📏 Measures#
Data quality measures are the heart of Stream DaQ monitoring. This guide covers all available measures, when to use them, and how to combine them effectively for comprehensive quality monitoring.
Overview#
Stream DaQ provides a comprehensive set of built-in measures through the DaQMeasures (dqm) module. Each measure calculates a specific aspect of data quality within your configured time windows.
from streamdaq import DaQMeasures as dqm
# Basic usage pattern
daq.check(dqm.measure_name('column'), must_be="criteria", name="check_name")
Basic Statistical Measures#
These measures provide fundamental statistical insights about your data.
Count Measures#
Purpose: Monitor data volume and availability
# Total record count
daq.check(dqm.count('events'), must_be=">100", name="volume_check")
# Count of non-null values
daq.check(dqm.count('temperature'), must_be=">50", name="temp_availability")
# Distinct value count
daq.check(dqm.distinct_count('user_id'), must_be=">10", name="user_diversity")
Use cases: - Detect data pipeline failures (low counts) - Monitor user engagement (distinct users) - Validate data completeness
Central Tendency Measures#
Purpose: Understand typical values and detect shifts
# Mean (average)
daq.check(dqm.mean('response_time'), must_be="<500", name="avg_response")
# Median (50th percentile)
daq.check(dqm.median('transaction_amount'), must_be="(10, 1000)", name="typical_amount")
# Mode (most frequent value)
daq.check(dqm.mode('status_code'), must_be="==200", name="common_status")
Use cases: - Performance monitoring (response times) - Business metrics (transaction amounts) - System health (error rates)
Variability Measures#
Purpose: Monitor data consistency and detect anomalies
# Standard deviation
daq.check(dqm.std('cpu_usage'), must_be="<20", name="cpu_stability")
# Variance
daq.check(dqm.var('network_latency'), must_be="<100", name="latency_variance")
# Range (max - min)
daq.check(dqm.range('temperature'), must_be="<30", name="temp_range")

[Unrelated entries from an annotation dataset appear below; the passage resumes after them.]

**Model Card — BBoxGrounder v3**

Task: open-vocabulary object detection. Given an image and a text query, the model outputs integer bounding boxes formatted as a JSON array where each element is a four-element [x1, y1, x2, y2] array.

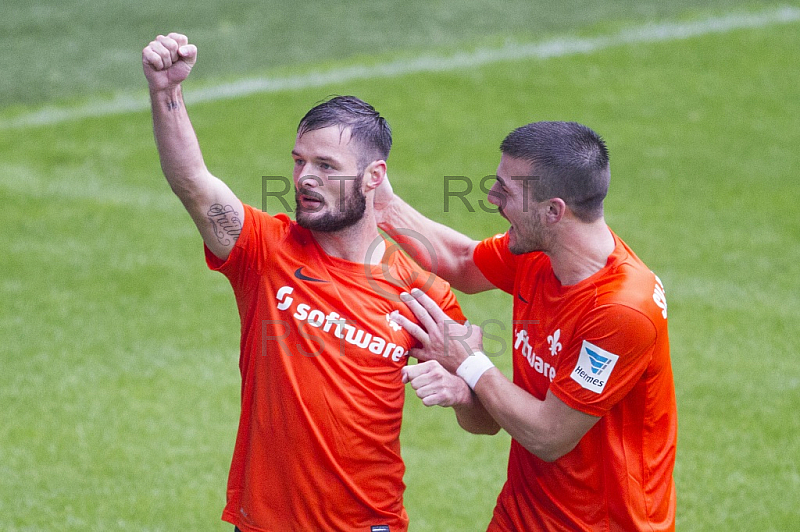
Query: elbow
[[520, 441, 578, 463], [458, 419, 500, 436]]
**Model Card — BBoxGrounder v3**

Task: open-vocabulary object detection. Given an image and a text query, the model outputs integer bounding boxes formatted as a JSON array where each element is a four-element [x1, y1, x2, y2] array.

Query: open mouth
[[294, 190, 325, 212]]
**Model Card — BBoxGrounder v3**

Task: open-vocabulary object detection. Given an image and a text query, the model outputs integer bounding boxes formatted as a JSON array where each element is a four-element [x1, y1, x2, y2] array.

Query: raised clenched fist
[[142, 33, 197, 92]]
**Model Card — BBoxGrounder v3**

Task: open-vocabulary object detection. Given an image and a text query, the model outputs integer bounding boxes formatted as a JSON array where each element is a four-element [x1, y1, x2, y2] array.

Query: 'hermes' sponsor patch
[[571, 340, 619, 393]]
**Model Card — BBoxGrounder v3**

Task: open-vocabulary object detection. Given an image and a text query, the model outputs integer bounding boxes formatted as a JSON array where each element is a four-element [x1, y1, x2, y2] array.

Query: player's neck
[[311, 215, 386, 264], [547, 219, 616, 286]]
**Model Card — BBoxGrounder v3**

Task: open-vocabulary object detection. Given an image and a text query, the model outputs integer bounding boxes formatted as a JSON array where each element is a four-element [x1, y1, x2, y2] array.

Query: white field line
[[0, 6, 800, 129]]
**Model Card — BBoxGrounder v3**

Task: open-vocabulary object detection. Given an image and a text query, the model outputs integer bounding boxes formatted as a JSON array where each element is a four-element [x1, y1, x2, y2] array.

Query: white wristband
[[456, 351, 494, 388]]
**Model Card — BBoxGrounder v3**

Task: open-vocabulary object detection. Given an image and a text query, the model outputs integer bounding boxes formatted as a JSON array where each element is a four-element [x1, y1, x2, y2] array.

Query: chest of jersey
[[511, 266, 595, 400]]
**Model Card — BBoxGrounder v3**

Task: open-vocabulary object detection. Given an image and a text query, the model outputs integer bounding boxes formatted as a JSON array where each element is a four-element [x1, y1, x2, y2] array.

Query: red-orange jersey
[[206, 206, 464, 532], [474, 234, 677, 532]]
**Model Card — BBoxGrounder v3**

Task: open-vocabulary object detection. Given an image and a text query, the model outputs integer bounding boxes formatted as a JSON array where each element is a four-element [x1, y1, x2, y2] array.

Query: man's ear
[[363, 159, 386, 192], [544, 198, 567, 224]]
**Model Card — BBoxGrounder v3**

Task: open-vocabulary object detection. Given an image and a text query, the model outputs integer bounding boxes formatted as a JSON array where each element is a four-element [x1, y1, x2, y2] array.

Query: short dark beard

Use cases: - System stability monitoring - Quality control in manufacturing - Network performance analysis
Extreme Value Measures#
Purpose: Monitor boundaries and detect outliers
# Minimum value
daq.check(dqm.min('disk_space'), must_be=">1000", name="min_disk_space")
# Maximum value
daq.check(dqm.max('memory_usage'), must_be="<90", name="max_memory")
# Percentiles
daq.check(dqm.percentile('response_time', 95), must_be="<2000", name="p95_response")
daq.check(dqm.percentile('error_rate', 99), must_be="<5", name="p99_errors")
Use cases: - SLA monitoring (95th percentile response times) - Resource utilization limits - Outlier detection
Data Quality Specific Measures#
These measures are specifically designed for data quality assessment.
Missing Data Detection#
Purpose: Monitor data completeness and identify gaps
# Count of missing (null) values
daq.check(dqm.missing_count('email'), must_be="<10", name="missing_emails")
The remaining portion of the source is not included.